"Is Trump Missing the Boat?"
by
Alastair Crooke
Judge Napolitano Judging Freedom (May 27, 2025)
https://www.youtube.com/watch?v=MeeE1qavSg0
[2:34] Judge Napolitano: “Let’s start with Ukraine. What about the Russian modus operandi and goals does Donald Trump seem not to understand?”
[2:52] Alastair Crooke: “As you know, I have just come back from St. Petersburg which is, was, the liberal capital, the capital of the liberal world in Russia.” And I found a huge change, really, a significant change. This anger, deep anger, a cold anger. Now what I want to explain is that when I was there a year ago in St. Petersburg and talking to people. Of course they were still bemused, puzzled by the West putting sanctions on them. At first, many people from St. Petersburg, some of them left the country, went to Europe, went to other places because they thought it would be disastrous and would affect them badly”

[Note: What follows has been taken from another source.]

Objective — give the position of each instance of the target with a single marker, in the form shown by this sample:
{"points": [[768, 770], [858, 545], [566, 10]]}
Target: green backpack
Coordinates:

[3:50] But what happened? Nothing. The economy wasn’t affected by it at all. And the people who’d left appeared rather foolish for having done that. But nonetheless, you have to put this into context. What’s driving this anger is essentially Russia, of course, went through a terrible time. St. Petersburg, particularly with the siege and with the famine. And then they had, if you like, the Soviet Union. The Bolsheviks were there. The Soviet Union came. They got through the Soviet Union. They pulled themselves out of it by themselves. But the transition caused huge suffering. Really bad suffering. People, the statistics were grim. The mortality rates for infant mortality rates shot up during that period.”
[4:54] And then, just as they come out of that, get through it and are starting to recover, what happens? The West forces Russia into a defensive war: a war and with sanctions and with, if you like, more forms of pain on it. Now the sanctions haven’t affected Russians so much. … So, they’ve lost their [foreign] properties. But that’s mostly for the elites. What I’m talking about more is just the sense of real anger. Anger at the West. Particularly among Europeans that they thought were friends or were colleagues that they were working with who seem to be saying that ‘You, you deserve it.’
We just saw Linsey Graham getting up in the senate and I think his words were, he said, ‘You’re going to face these massive sanctions. You deserve it for your barbarity in Ukraine.’ And they’re [the Russians] really angry about that now. Really, it’s a pivot. It’s a pivot because it has major implications. There is no longer any pressure on Putin … everyone understands very clearly that the operation must go on, must continue because otherwise all this expenditure of life to date is wasted. Because then there will be the next war the next time the West comes back and attacks us and then all this blood will have been for nothing. So, we have to take this through to conclusion. And so, everyone understands that Putin gets it. He understands that. And he’s playing what they see as a sophisticated game of chess with the American psyche of, you know, ‘We must be tough,’ ‘We must be strong,’ ‘Peace through strength.’ And they realize that Putin is having to play that for diplomatic reasons, for China, for Iran, for BRICS as a whole he needs to play that. And everyone understands that and now they are deeply angry.
[7:48] Trump has missed the boat. He is not going to be able to come back because he is seen as weak. He is seen as being unable to show that he has the political strength to mean what he says. And this is what the Russians keep saying. And they say: ‘Look. What we are asking for, we’re not asking anything from America except for a relationship.’ What does a relationship mean? No, it doesn’t mean a little bit more money or we will invest more with you in the Arctic. It means when you say something, you mean it and do it. And we mean it and will do it.
[8:39] Judge Napolitano: “It’s one thing for Lindsey Graham not to understand this. But it is quite another if the President and the people around him, whether they are the America Firsters or the neocons fail to understand what you have just described. Do you sense, and I think your answer is yes, that Trump and his national security do not understand what you’ve just described?”
[9:06] Alastair Crook: “Partly, they don’t want to understand that and also because, you know, this ideological, if you like, this peace-making ideology of the West is so transactional that it doesn’t take account of situations where there’s irreconcilability. It’s always ‘Can you have a little more land here a little less there?’? Look, here’s the spectrum. We’ll divide it, you know, half-and-half. But when we’re talking about things like neutrality – which is one of Russia’s main objectives – neutrality isn’t a thing. It’s a way of thinking. It’s a consciousness. You are a consciousness. The Swiss had a neutral consciousness for many decades.”
[9:50] “And again, sovereignty is a consciousness. Your people feel they are [sovereign. So, how do you divide this up? A little bit of [sovereignty] to him and a bit of sovereignty somewhere else. You can’t do that. You can’t do this with sovereignty. You’re either sovereign or you’re not sovereign.”